Jim Lutes

Zolla/Lieberman Inc.

Despite a candy-colored palette and upbeat pictorial rhythms, these are Jim Lutes’ most discontented paintings. They exhibit a kind of stunned mania and a purposeful lack of conviction that is extremely absorbing. Lutes freely mixes diffident abstraction with exhausted figuration, creating images that are lazy, capricious daydreams with a profound sense of exhausted wisdom. There is a sort of fierce lassitude to his recent endeavors, a resignation that derives from his restless tinkering with imagery and with the language of paint that often serves to circumscribe or obfuscate them, all of which results in a bitter and moody vision.

These dreary, decidedly murky layers possess a curious gusto. Lutes begins almost all of his recent paintings with vestigial bits of imagery; they suggest narratives that are more or less loosely rendered with turgidly colored, indistinct fields. Bits of a city, a water tower, a landscape, rudimentary and bulbous disembodied faces, a refrigerator, a scary creature are all rendered with economy and a kind of aimless neutrality. Over these tentatively articulated pieces of the world, Lutes slathers on a web of treacly lines and brightly colored arcs that sits undigested on the surface of his paintings. These cursive wanderings deflate the iconic nature of the matter they obscure—laxity comes to greet indecisiveness in a poignant embrace of fatty interlacing that often has a surprisingly mesmerizing effect. As in the work of Peter Saul or Philip Guston, there is a hard-won soothingness to Lutes’ irreverencies, a brooding turbulence that is never fully cancelled by his application of paint. What began as arbitrary finally becomes—almost in spite of itself—tragicomic and fraught with possibilities.
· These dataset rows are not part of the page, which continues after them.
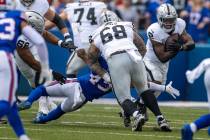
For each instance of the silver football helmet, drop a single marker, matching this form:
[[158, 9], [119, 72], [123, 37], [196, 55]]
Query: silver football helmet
[[35, 20], [167, 16], [107, 16], [7, 4], [27, 3]]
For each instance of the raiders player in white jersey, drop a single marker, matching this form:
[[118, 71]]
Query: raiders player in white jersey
[[123, 49], [157, 58], [83, 17]]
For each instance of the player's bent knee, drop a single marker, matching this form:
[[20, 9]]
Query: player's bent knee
[[4, 108]]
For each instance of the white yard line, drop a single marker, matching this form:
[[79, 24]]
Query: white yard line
[[112, 133], [168, 103], [6, 138], [176, 121]]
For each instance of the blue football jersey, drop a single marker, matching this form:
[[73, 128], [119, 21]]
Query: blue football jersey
[[93, 86], [10, 29]]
Straightforward titles such as Upward Futility, Magnanimous Mope, Future in Plastics, and His Dismay indicate the pessimistic and caustic tone of Lutes’ reveries. In Neanderthal Love, 1994, a slope-browed human skull can be discerned among the eellike meanderings of Lutes’ loaded brush. Drips and splotches on this canvas reflect its having been rotated a few times during execution, enhancing its ultimately arbitrary quality. Its festive palette and winsome curves do little to mitigate the omnipresent sense of fatigue—the sense that he has summoned just enough energy to testify to his ennui. In the midst of Tinker’s Damn, 1994, the amorphic and gross creature who waits in its lair—its striated pink mass like some disembodied brain sprouting rudimentary eyes, nose, and mouth, staring vacantly at the viewer while picking its nose—is set adrift in a sea of shapes that vaguely suggest aquatic organic matter. Like some B-movie monster-squid, Lutes’s behemoth is totally dumb and yet still touches on deep-seated human fears. It’s more than a bit of a self-portrait.